SMS backup messages - strip text from .vmg files [SOLVED]

Message

MochiMoppel · #21 Post by **MochiMoppel** » Fri 03 Jul 2015, 00:17

greengeek wrote:Would it be easy to replace the space between date and time fields with a tab? (EDIT : or to add a tab, rather than replace the space).

sed -n '/^Date/ N;s/Date://;s/ / \t/;s/[^0-9]*TEXT:/\t/p' /mnt/home/test/*.vmg > /mnt/home/test/result.txt

some1 · #22 Post by **some1** » Fri 03 Jul 2015, 01:01

MochiMoppel wrote:
greengeek wrote:Would it be easy to replace the space between date and time fields with a tab? (EDIT : or to add a tab, rather than replace the space).
sed -n '/^Date/ N;s/Date://;s/ / \t/;s/[^0-9]*TEXT:/\t/p' /mnt/home/test/*.vmg > /mnt/home/test/result.txt

@MochiMoppel:
Your code produces trailing CRLF's

Before opening /mnt/home/test/result.txt in geany,
run

Code: Select all

od -c /mnt/home/test/result.txt

and you will see \r\n.

MochiMoppel · #23 Post by **MochiMoppel** » Fri 03 Jul 2015, 02:30

some1 wrote:Your code produces trailing CRLF's

The code preserves the lineend encodings used by the source text.
If the source text would use Unix LF line endings the code would preserve them as well. Unless the user finds CRLFs disturbing or unbearable I see no reason to take the trouble and change them.

.

musher0 · #24 Post by **musher0** » Fri 03 Jul 2015, 07:06

Who needs awk ?!

Who needs sed ?!

Who needs replaceit ?!

(Edited, about an hour later, from here... )
But we need to run the Date and TEXT lines through < tr '\r' '\n' >. Other-
wise the CRLF line ending will eat the first character of the next line in the
Linux text format.

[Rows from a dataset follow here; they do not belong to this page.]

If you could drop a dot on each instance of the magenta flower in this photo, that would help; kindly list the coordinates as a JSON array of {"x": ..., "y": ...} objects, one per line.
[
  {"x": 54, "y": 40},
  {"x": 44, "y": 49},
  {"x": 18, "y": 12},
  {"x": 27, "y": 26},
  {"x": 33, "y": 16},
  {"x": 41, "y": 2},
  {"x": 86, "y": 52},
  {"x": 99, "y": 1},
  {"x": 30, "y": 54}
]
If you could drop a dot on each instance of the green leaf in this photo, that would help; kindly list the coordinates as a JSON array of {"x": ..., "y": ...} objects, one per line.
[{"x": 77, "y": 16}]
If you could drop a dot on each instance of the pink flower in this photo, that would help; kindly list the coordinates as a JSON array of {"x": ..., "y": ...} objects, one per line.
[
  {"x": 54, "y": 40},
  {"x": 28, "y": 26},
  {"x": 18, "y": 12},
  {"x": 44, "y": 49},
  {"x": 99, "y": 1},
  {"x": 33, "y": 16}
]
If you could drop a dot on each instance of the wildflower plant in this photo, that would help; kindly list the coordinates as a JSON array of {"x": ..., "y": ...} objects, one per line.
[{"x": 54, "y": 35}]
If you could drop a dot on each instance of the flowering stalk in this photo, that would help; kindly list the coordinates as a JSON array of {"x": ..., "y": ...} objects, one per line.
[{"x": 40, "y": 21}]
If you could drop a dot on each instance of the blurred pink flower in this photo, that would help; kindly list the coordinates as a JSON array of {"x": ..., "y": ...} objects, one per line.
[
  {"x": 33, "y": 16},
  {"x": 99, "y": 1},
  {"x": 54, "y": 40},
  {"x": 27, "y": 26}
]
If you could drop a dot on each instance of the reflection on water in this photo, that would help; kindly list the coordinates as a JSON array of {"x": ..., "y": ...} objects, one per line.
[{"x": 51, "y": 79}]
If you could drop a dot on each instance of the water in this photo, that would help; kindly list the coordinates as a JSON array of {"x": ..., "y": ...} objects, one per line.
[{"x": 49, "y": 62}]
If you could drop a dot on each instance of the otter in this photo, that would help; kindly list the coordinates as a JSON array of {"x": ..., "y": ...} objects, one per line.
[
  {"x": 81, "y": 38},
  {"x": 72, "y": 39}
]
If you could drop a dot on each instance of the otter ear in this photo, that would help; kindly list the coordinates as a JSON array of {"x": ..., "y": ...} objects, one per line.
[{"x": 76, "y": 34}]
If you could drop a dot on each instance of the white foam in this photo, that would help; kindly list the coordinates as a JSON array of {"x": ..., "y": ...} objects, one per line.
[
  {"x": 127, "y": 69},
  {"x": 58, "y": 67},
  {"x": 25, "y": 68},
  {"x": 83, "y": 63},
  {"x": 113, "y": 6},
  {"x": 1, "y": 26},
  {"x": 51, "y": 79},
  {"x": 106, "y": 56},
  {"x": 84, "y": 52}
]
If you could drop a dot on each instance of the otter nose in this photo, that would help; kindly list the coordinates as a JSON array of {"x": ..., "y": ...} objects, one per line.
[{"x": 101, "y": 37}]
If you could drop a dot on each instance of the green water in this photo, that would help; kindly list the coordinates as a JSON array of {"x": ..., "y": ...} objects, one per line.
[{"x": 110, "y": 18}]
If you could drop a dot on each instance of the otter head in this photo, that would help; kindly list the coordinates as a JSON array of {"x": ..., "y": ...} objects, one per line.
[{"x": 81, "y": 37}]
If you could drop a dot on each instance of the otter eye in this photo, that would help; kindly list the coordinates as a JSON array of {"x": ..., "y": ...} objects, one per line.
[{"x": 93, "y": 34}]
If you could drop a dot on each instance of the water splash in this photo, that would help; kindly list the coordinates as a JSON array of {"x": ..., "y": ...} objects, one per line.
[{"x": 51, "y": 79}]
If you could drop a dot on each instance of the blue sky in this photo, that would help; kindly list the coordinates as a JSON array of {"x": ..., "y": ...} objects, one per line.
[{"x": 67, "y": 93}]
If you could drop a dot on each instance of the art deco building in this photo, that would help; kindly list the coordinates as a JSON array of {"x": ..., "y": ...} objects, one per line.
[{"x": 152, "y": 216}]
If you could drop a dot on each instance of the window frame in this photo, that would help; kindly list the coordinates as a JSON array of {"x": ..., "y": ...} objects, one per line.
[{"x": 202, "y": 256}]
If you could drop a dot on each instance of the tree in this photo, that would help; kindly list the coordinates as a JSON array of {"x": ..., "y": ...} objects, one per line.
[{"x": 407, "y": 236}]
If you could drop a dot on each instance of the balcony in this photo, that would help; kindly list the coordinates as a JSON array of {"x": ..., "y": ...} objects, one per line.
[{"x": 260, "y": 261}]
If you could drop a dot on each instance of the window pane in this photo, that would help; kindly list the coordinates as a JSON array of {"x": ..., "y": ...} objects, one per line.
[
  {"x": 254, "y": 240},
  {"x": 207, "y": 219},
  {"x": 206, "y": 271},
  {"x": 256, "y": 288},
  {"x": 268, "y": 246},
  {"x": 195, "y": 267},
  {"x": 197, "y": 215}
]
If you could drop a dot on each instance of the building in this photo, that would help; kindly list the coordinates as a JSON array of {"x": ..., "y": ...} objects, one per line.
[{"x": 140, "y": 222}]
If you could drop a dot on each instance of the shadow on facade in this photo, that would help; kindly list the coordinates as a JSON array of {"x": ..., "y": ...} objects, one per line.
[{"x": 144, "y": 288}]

That's why we have to do it.

Code: Select all

#!/bin/ash
# greengeek_msgs4c.sh # musher0, July 3rd 2015.
####
cd ~/my-documents;MR="More-readable"
echo -e "\tDate \t\t\tTEXT" > $MR
for i in `ls -1 *.vmg`;do
	DAT="`grep -h 'Date:' $i | cut -d':' -f2-5 | tr '\r' '\n'`"
	TXT="`grep -h 'TEXT:' $i | cut -d':' -f2-10 | tr '\r' '\n'`"
	echo -e "$DAT \t$TXT\n" >> $MR;done
clear;cat $MR

(... to here.)
(16 h 30, Friday July 3rd: DAT and TEXT variables above re-edited to
incorporate a comment below by 6592coder. musher0)
Enjoy!

musher0

greengeek · #25 Post by **greengeek** » Fri 03 Jul 2015, 07:41

Holy Moly, there's enough ideas here to keep me going till christmas!
My keyboards melting.

musher0 · #26 Post by **musher0** » Fri 03 Jul 2015, 08:07

I just edited my script two posts up.

greengeek · #27 Post by **greengeek** » Fri 03 Jul 2015, 08:08

MochiMoppel wrote:sed -n '/^Date/ N;s/Date://;s/ / \t/;s/[^0-9]*TEXT:/\t/p' /mnt/home/test/*.vmg > /mnt/home/test/result.txt

Excellent, that gives just the right format. I will probably differentiate between inbox messages and sentbox messages by adding another extra tab after the time field for sentbox messages so they get indented for clarity. I will post a comparison of your old and new syntax so I can figure out where to add the second tab:

Code: Select all

Puts a "space" after date/time:
sed -n '/^Date/ N;s/Date://;s/[^0-9]*TEXT:/\t/p' /mnt/home/test/*.vmg > /mnt/home/test/result.txt
Puts a "tab" after date/time:
sed -n '/^Date/ N;s/Date://;s/ / \t/;s/[^0-9]*TEXT:/\t/p' /mnt/home/test/*.vmg > /mnt/home/test/result.txt

greengeek · #28 Post by **greengeek** » Fri 03 Jul 2015, 08:23

musher0 wrote:Who needs awk ?!

Who needs sed ?! :

Code: Select all

#!/bin/ash
# greengeek_msgs4c.sh # musher0, July 3rd 2015.
####
cd ~/my-documents;MR="More-readable"
echo -e "\tDate \t\t\tTEXT" > $MR
for i in `ls -1 *.vmg`;do
	DAT="`grep -h Date $i | cut -d':' -f2-5 | tr '\r' '\n'`"
	TXT="`grep -h TEXT $i | cut -d':' -f2-10 | tr '\r' '\n'`"
	echo -e "$DAT \t$TXT\n" >> $MR;done
clear;cat $MR

Tres bon! It took me a while to realise where the output was

The double spacing will be handy when i graft the sentbox messages in between the inbox messages.
Merci!

greengeek · #29 Post by **greengeek** » Fri 03 Jul 2015, 08:42

6502coder wrote:Here's a more elegant version of my awk script. It includes the fix for the Microsoft-style line endings. Here it is in action on your 4 test files.
Code: Select all
$ cat dt2.awk
BEGIN { RS="\r\n" }
/^Date:/    {   printf( "%s\t%s", substr($1,6), $2); }
/^TEXT:/    {   printf( "\t%s\n", substr($0,6)); }
Code: Select all
awk  -f  dt2.awk  *.vmg

Great - that's another one that works. Thanks, I'm spoilt for choice now.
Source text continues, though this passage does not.